The alternative means of compliance is the result of collaboration between Superior Air Parts, AOPA, and the FAA. It extends the replacement interval from 12 years to 17 years’ time in service for affected cylinders. In keeping with the original AD, cylinders must be replaced at engine-hour TBO and compression checks are required every 50 hours on cylinder assemblies with more than 750 flight hours. In addition, affected engines will require a visual inspection of the cylinder exterior and borescope inspection of the cylinder interior for corrosion as well as a warm-engine soapy-water-leak test every 50 hours.
Affected owners must notify their local flight service district office of their intent to comply with the AD using the alternative means of compliance before taking action. The alternative means of compliance includes a sample notification letter to simplify the process for owners.
“Everyone concerned wanted to get grounded aircraft safely flying as quickly as possible, and we appreciate the hard work of Superior and the FAA to make this happen,” said Rob Hackman, AOPA vice president of regulatory affairs, who worked closely with both groups to develop an acceptable means of compliance.

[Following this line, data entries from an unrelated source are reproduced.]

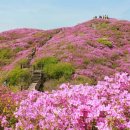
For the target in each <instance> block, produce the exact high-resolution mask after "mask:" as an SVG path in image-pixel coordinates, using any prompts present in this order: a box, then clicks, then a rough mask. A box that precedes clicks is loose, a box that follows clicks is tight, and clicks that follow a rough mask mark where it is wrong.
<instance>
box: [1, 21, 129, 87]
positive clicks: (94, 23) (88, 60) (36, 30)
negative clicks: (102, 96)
mask: <svg viewBox="0 0 130 130" xmlns="http://www.w3.org/2000/svg"><path fill="white" fill-rule="evenodd" d="M33 48H36V54H35V56H34V57H33V59H32V60H31V64H32V65H33V64H35V62H36V61H38V60H40V59H42V58H48V57H53V58H54V59H56V60H58V62H59V63H57V64H55V65H54V64H53V65H52V64H51V65H47V66H46V67H44V69H43V71H45V73H46V74H47V77H49V78H47V79H48V80H47V82H46V83H45V85H46V87H48V88H49V87H50V86H56V85H57V84H60V83H62V82H71V83H72V84H80V83H86V82H88V83H89V84H96V83H97V81H98V80H102V79H103V77H104V76H105V75H108V76H109V75H113V74H114V73H116V72H127V73H130V69H129V68H130V58H129V57H130V22H129V21H123V20H116V19H92V20H90V21H88V22H84V23H82V24H79V25H76V26H74V27H68V28H59V29H54V30H47V31H46V30H36V29H16V30H11V31H7V32H2V33H1V34H0V72H1V75H0V76H1V77H0V80H1V82H3V80H4V79H6V77H8V73H7V72H10V71H12V69H15V68H17V67H16V66H18V63H19V62H21V61H23V62H26V59H27V57H28V56H29V55H30V54H31V51H32V49H33ZM63 63H65V64H70V66H73V69H72V74H71V75H70V76H71V78H67V79H66V78H65V76H60V77H59V76H56V77H58V78H57V79H56V78H54V77H55V76H54V75H57V74H56V73H60V75H64V74H63V73H64V72H56V73H55V74H54V71H56V69H57V68H59V66H60V68H59V69H61V70H62V69H63V68H65V67H63V66H64V65H62V64H63ZM19 66H20V65H19ZM51 66H53V67H51ZM67 66H69V65H67ZM48 68H49V70H48ZM51 68H54V70H53V69H52V70H51ZM49 71H51V72H49ZM59 71H60V70H59ZM5 73H6V74H5ZM61 73H62V74H61ZM52 84H53V85H52ZM54 84H55V85H54Z"/></svg>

The AD that grounded aircraft with certain Continental Motors engines took effect April 25. It was first issued in 2009 and reissued in March to address FAA concerns of “separation of the cylinder head, damage to the engine, and damage to the airplane.” Affected engines include Continental Motors IO-520, TSIO-520, and IO-550 engines, and any other engine, such as the 470 series, that has a supplemental type certificate for the same cylinder assemblies as the 520 and 550 series. The AD lists the Superior Air Parts part numbers that are affected.